At Nordic latitudes, the seasons are intense. Those who live in this hard and ever-changing landscape learn to recognise the early clues that hint at the warmer weather and to know what grows when and where so as not to miss out. This far north, elderflowers can bloom for as little as two short weeks in late spring, making them all the more special and worthy of being celebrated. Elsewhere in the world they can flower well into June. This delicious cordial can be diluted with sparkling or still mineral water or used to flavour sweet dishes, such as sorbets, creams and cakes. And it stores very well. It is well worth hunting down a supply and climbing a ladder into the trees.

Both the flowers and berries have a wide array of culinary uses. The berries, which come later in the year, are poisonous if eaten raw (as are the roots, bark and leaves) but they can be cooked into syrups or jams. The flowers can also be covered in batter and made into fritters, or they can be dried to make tea. If you’re not certain of what is edible and what is not, make sure you take someone with you who knows.

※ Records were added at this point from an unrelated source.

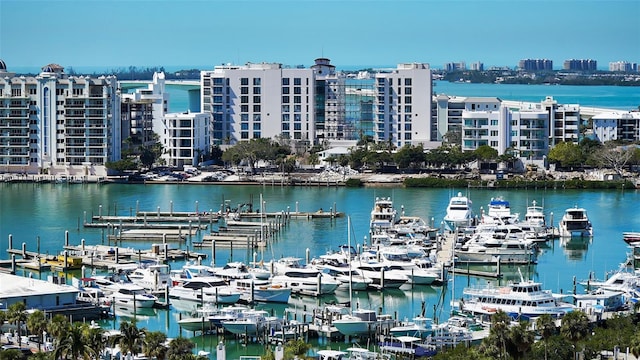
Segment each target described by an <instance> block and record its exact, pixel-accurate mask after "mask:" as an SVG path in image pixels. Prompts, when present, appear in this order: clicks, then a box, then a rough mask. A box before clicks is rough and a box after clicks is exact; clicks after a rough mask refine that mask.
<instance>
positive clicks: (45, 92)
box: [0, 61, 122, 177]
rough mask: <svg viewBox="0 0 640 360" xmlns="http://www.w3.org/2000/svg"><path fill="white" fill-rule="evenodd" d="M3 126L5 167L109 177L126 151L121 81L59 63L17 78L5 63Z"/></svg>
mask: <svg viewBox="0 0 640 360" xmlns="http://www.w3.org/2000/svg"><path fill="white" fill-rule="evenodd" d="M0 127H1V128H2V130H1V131H0V168H1V169H2V171H6V172H14V173H18V172H20V173H30V174H37V173H48V174H52V175H58V174H60V175H66V176H78V177H82V176H87V175H96V176H105V175H106V168H105V166H104V165H105V163H106V162H108V161H116V160H119V159H120V152H121V143H122V141H121V129H120V127H121V122H120V94H119V92H118V84H117V79H116V77H114V76H107V77H105V76H100V77H98V78H92V77H89V76H68V75H66V74H65V73H64V68H63V67H62V66H60V65H57V64H49V65H46V66H44V67H43V68H42V72H41V73H40V74H38V75H37V76H35V77H31V76H29V77H26V76H20V77H16V76H15V75H14V74H13V73H9V72H8V71H7V69H6V64H5V63H4V62H2V61H0Z"/></svg>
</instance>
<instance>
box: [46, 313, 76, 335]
mask: <svg viewBox="0 0 640 360" xmlns="http://www.w3.org/2000/svg"><path fill="white" fill-rule="evenodd" d="M70 327H71V324H70V323H69V319H67V317H66V316H64V315H61V314H56V315H54V316H53V319H51V322H49V323H48V324H47V332H49V335H51V336H53V338H54V339H55V341H56V342H57V341H59V339H60V338H61V337H62V335H64V334H65V333H66V332H67V331H68V330H69V328H70Z"/></svg>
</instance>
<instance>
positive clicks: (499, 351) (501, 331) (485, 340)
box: [480, 310, 511, 359]
mask: <svg viewBox="0 0 640 360" xmlns="http://www.w3.org/2000/svg"><path fill="white" fill-rule="evenodd" d="M510 323H511V318H510V317H509V315H507V313H505V312H504V311H502V310H498V311H497V312H496V313H495V314H493V315H492V316H491V329H490V330H489V336H487V337H486V338H485V339H484V340H483V341H482V345H481V347H480V349H481V351H482V352H483V353H484V354H485V355H487V356H490V357H494V358H500V359H506V357H507V345H509V324H510Z"/></svg>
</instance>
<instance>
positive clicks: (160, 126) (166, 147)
mask: <svg viewBox="0 0 640 360" xmlns="http://www.w3.org/2000/svg"><path fill="white" fill-rule="evenodd" d="M153 128H154V130H155V131H156V133H158V135H159V136H160V143H161V144H162V146H163V154H162V156H161V158H162V159H163V160H164V163H165V164H166V165H167V166H170V167H183V166H185V165H192V166H196V165H198V164H199V163H200V162H202V160H203V157H204V155H205V154H207V153H208V152H209V148H210V145H211V138H210V134H211V132H210V128H211V114H207V113H192V112H188V111H187V112H185V113H169V114H166V115H165V116H164V118H163V119H162V120H160V121H155V124H154V126H153Z"/></svg>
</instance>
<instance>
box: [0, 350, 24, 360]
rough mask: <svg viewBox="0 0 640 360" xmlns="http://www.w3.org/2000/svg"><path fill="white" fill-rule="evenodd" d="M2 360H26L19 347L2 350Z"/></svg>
mask: <svg viewBox="0 0 640 360" xmlns="http://www.w3.org/2000/svg"><path fill="white" fill-rule="evenodd" d="M0 360H24V356H23V355H22V352H21V351H20V350H18V349H7V350H0Z"/></svg>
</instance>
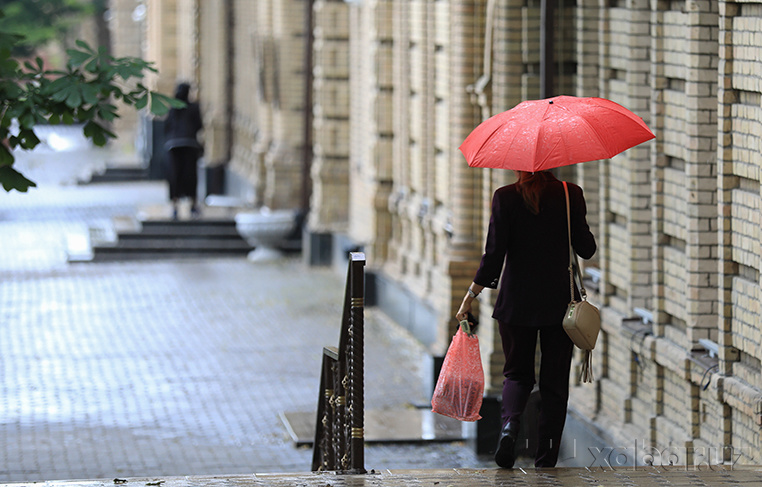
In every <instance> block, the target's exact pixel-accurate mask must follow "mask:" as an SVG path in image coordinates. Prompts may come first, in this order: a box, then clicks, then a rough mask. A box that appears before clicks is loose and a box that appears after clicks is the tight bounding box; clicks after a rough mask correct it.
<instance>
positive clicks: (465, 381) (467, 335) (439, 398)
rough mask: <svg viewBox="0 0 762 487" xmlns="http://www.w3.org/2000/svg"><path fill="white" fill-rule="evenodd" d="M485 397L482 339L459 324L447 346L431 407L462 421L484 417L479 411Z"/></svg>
mask: <svg viewBox="0 0 762 487" xmlns="http://www.w3.org/2000/svg"><path fill="white" fill-rule="evenodd" d="M483 398H484V370H483V369H482V359H481V354H480V353H479V339H478V338H477V337H476V335H468V334H467V333H465V332H464V331H463V330H462V329H461V328H460V327H459V328H458V331H457V333H455V336H454V337H453V339H452V343H451V344H450V348H448V349H447V354H446V355H445V359H444V363H443V364H442V371H441V372H440V373H439V379H438V380H437V386H436V387H435V388H434V396H433V397H432V399H431V410H432V411H434V412H435V413H438V414H442V415H444V416H449V417H451V418H455V419H458V420H460V421H476V420H477V419H481V416H480V415H479V410H480V409H481V407H482V399H483Z"/></svg>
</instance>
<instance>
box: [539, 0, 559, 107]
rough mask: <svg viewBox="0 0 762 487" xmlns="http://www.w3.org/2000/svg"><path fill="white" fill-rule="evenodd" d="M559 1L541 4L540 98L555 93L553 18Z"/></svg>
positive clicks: (548, 95) (552, 95)
mask: <svg viewBox="0 0 762 487" xmlns="http://www.w3.org/2000/svg"><path fill="white" fill-rule="evenodd" d="M557 1H558V0H542V2H541V4H540V98H549V97H551V96H553V95H554V94H555V89H554V84H555V78H556V76H555V75H556V73H555V69H554V64H553V49H554V39H553V28H554V25H553V20H554V17H555V12H556V2H557Z"/></svg>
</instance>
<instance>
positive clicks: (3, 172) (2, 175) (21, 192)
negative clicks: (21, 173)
mask: <svg viewBox="0 0 762 487" xmlns="http://www.w3.org/2000/svg"><path fill="white" fill-rule="evenodd" d="M0 183H2V184H3V189H5V190H6V191H11V190H14V189H15V190H16V191H19V192H21V193H26V191H27V190H28V189H29V188H31V187H35V186H37V185H36V184H35V183H34V181H31V180H29V179H27V178H25V177H24V176H23V175H22V174H21V173H20V172H18V171H16V170H15V169H13V168H12V167H11V166H0Z"/></svg>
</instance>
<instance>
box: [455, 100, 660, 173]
mask: <svg viewBox="0 0 762 487" xmlns="http://www.w3.org/2000/svg"><path fill="white" fill-rule="evenodd" d="M654 137H655V136H654V134H653V132H651V130H650V129H649V128H648V127H647V126H646V124H645V123H643V120H642V119H641V118H640V117H638V116H637V115H635V114H634V113H632V112H631V111H630V110H628V109H626V108H624V107H623V106H622V105H619V104H618V103H614V102H613V101H611V100H606V99H605V98H579V97H576V96H556V97H553V98H547V99H544V100H530V101H524V102H521V103H519V104H518V105H516V106H515V107H513V108H512V109H510V110H508V111H506V112H502V113H498V114H497V115H495V116H493V117H491V118H489V119H487V120H485V121H484V122H482V123H481V124H479V125H478V126H477V127H476V128H475V129H474V130H473V131H472V132H471V133H470V134H469V136H468V137H466V140H464V141H463V144H461V146H460V151H461V152H462V153H463V155H464V156H466V160H467V161H468V165H469V166H472V167H491V168H498V169H514V170H518V171H529V172H535V171H543V170H546V169H553V168H554V167H561V166H568V165H570V164H576V163H578V162H585V161H595V160H598V159H608V158H609V157H613V156H615V155H616V154H619V153H620V152H622V151H625V150H627V149H629V148H630V147H633V146H636V145H638V144H640V143H641V142H645V141H647V140H650V139H653V138H654Z"/></svg>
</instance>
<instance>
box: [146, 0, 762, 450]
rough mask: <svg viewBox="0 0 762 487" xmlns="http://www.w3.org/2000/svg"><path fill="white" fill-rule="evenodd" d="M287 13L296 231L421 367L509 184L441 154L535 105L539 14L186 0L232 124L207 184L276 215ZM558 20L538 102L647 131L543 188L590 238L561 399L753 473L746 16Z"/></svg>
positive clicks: (277, 193) (641, 17) (752, 188)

Flavoured waters are very popular during the summer months in Nordic countries. Slices of lemon, orange, cucumber or fresh berries and herbs are the most common flavourings. I suggest serving this elderflower cordial with a slice of lemon or a few ribbons of cucumber.


Quantity Ingredient
1kg caster sugar
1.5 litres boiling water
4 lemons, washed
55g citric acid
30 large elderflower flower heads, shaken to remove any insects


  1. Place the sugar in a large saucepan, stockpot or non-metallic bowl. Pour the boiling water over the top and stir until all the sugar has dissolved. Leave to cool to room temperature.
  2. Finely grate the zest of the lemons into the sugar water, then thickly slice the lemons and add them as well.
  3. Stir in the citric acid, then submerge the flower heads in the mixture and stir again. Cover with a clean tea towel and leave to steep for 48 hours at room temperature.
  4. Sterilise a couple of 750 ml glass bottles, by washing them thoroughly in hot soapy water, rinsing well, then putting them on a baking tray in a low oven (120°C) for 20 minutes. Leave to cool.
  5. Strain the cordial through some fine muslin (cheesecloth) into a clean bowl. Using a funnel, pour the strained liquid into sterilised bottles then seal and store in a cool, dark place (not the refrigerator). You can drink it straightaway and it will keep for a few weeks. Alternatively, freeze in plastic bottles for up to a year. Depending on how sweet your tooth is and the intensity of the flowers, I recommend diluting it 1 part cordial to 4 parts water.